Pakistan Witnesses 10.59% Drop in Saving Certificates Investment

Pakistan Witnesses 10.59% Drop in Saving Certificates Investment

Karachi, February 14, 2024 – In a significant economic development, Pakistan has experienced a notable 10.59 percent decline in investments in saving certificates issued by the Central Directorate of National Savings (CDNS).

Official statistics reveal that the total investment in these certificates plummeted to Rs 2.11 trillion by the end of December 2023, down from Rs 2.36 trillion recorded a year earlier.

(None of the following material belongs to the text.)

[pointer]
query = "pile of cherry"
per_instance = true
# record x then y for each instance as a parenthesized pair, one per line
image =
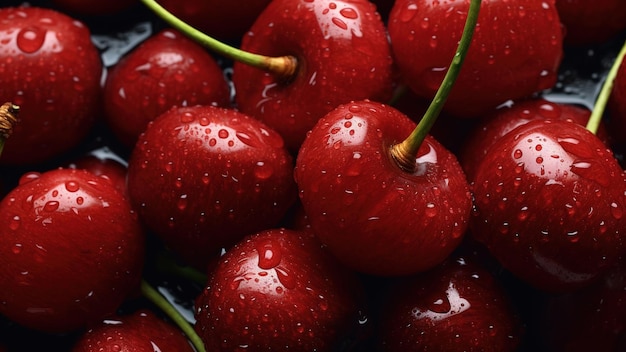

This decline in investment is primarily attributed to the exceptionally high benchmark interest rate, which currently stands at 22 percent. Analysts believe that this elevated interest rate has made investments in the banking sector more appealing, diverting investors from the traditional avenues of saving certificates. The allure of higher returns within the banking system has evidently overshadowed the attractiveness of saving certificates.

Additionally, the government’s proactive efforts to promote financial transparency and crack down on unregistered investment schemes have played a pivotal role in discouraging investors from opting for bearer saving certificates. The ongoing documentation drive aims to formalize all financial transactions, discouraging the use of unrecorded funds. While this initiative is crucial for enhancing financial accountability, it has simultaneously led to a dampening effect on new investments in certain savings instruments.

Breaking down the numbers, it is evident that the investment in certificates issued by national saving centers has dwindled to Rs 2.04 trillion by December 31, 2023, compared to Rs 2.26 trillion reported a year ago.

Defense Saving Certificates, a popular savings instrument, saw a decline in investment, falling to Rs 409 billion by December 2023 from Rs 444 billion in the previous year. Similarly, Special Saving Certificates (Registered) witnessed a decrease, recording Rs 286.68 billion by December 2023, down from Rs 312 billion a year ago.

The downturn in investment extended to regular income certificates, which saw a significant drop to Rs 336 billion, compared to the Rs 580 billion recorded in the previous year. Other certificates issued by the CDNS also witnessed a decline, marking an overall trend of decreased interest in traditional saving instruments.

While these figures indicate a current shift in investor preferences, experts remain optimistic that the market dynamics will adjust as economic conditions evolve. The government’s commitment to financial transparency, coupled with ongoing efforts to stabilize interest rates, could potentially influence a resurgence in confidence among investors, leading to a recovery in the saving certificates market.

The recent decline in investment in saving certificates is a reflection of the changing economic landscape influenced by record-high interest rates and government initiatives aimed at fostering financial transparency. As Pakistan navigates through these economic shifts, the future trajectory of investment patterns in various financial instruments remains uncertain, with market dynamics expected to adapt to evolving conditions.